I haven’t done it in 5 days and I feel really strange. I’m so stressed right now, and my anxiety levels are super high, and I’m depersonalizing left and right and I kind of really want to cut. But for some reason I can’t bring myself to pick up the safety pin. I don’t know what’s wrong with me.
I should feel good, free, normal. I don’t, though. All I feel is anger pent up inside me and I don’t know what to do with myself.
So my question is this:Â Is making tiny, harmless slashes across your skin to relieve stress REALLY worse than bottling up all the angst and sadness and hate and rage inside of you and just letting it sit there? Because its not fun, keeping all your emotions on the inside.

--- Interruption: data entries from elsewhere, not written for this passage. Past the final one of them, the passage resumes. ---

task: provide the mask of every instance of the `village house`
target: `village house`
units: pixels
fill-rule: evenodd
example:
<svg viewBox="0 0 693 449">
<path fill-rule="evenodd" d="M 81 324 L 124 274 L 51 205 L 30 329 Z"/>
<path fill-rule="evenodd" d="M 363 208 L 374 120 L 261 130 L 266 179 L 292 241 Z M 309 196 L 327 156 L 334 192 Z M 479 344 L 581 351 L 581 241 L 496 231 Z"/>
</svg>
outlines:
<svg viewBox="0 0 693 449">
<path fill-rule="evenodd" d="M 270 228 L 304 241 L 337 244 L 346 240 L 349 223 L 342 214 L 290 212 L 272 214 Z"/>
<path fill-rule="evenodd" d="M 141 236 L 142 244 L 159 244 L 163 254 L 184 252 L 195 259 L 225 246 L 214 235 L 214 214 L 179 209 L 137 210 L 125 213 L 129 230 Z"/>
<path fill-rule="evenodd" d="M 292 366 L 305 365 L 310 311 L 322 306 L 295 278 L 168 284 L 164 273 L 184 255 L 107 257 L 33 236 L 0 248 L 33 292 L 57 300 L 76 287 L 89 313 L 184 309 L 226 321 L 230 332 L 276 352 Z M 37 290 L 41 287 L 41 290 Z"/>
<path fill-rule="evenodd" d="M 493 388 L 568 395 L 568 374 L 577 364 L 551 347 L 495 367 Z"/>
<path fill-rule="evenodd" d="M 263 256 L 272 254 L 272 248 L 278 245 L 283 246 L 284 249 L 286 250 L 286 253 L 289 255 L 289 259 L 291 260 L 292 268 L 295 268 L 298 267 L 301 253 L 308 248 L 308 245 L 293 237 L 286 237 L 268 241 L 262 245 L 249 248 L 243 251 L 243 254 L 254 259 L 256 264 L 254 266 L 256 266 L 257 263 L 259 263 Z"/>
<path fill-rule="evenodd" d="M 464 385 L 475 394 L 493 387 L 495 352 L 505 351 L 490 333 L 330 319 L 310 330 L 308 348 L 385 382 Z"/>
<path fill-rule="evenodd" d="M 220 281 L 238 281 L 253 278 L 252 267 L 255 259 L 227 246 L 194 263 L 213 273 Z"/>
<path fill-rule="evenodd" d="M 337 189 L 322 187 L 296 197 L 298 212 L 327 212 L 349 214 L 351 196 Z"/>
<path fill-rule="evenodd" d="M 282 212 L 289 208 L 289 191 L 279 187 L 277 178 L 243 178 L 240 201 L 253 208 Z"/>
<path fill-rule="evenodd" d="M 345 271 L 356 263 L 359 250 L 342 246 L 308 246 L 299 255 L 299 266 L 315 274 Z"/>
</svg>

You just feel confused, empty and useless all the time.
2 comments
I have asked myself the same questions a million times and honestly i think cutting is better in the short term but in the long term is not. when you cut you dont use your coping skills and therefor dont develop as they should and you learn to cut instead of coping and because you dont learn to cope you cant handle life’s problems or learn to solve them. Hope this helps and makes sense.
You feel the way you do because you are not used to coping with you emotions and going trough them it might be hard for some time just try to increase your coping skills and do the best that you can.
I’ll have to agree with gen…
I haven’t often asked myself this, but I don’t particularly see it as that long term solution(if there is one). It’s an action that helps deal with your anger and sadness, but sort of avoids the problem-ish. So like gen said, it’s more about working on your coping skills, rather than just resorting to cutting all the time.
Wish you luck if you decide to quit or not..maybe you’ll learn to deal better if you do, and that’ll give me some motivation myself…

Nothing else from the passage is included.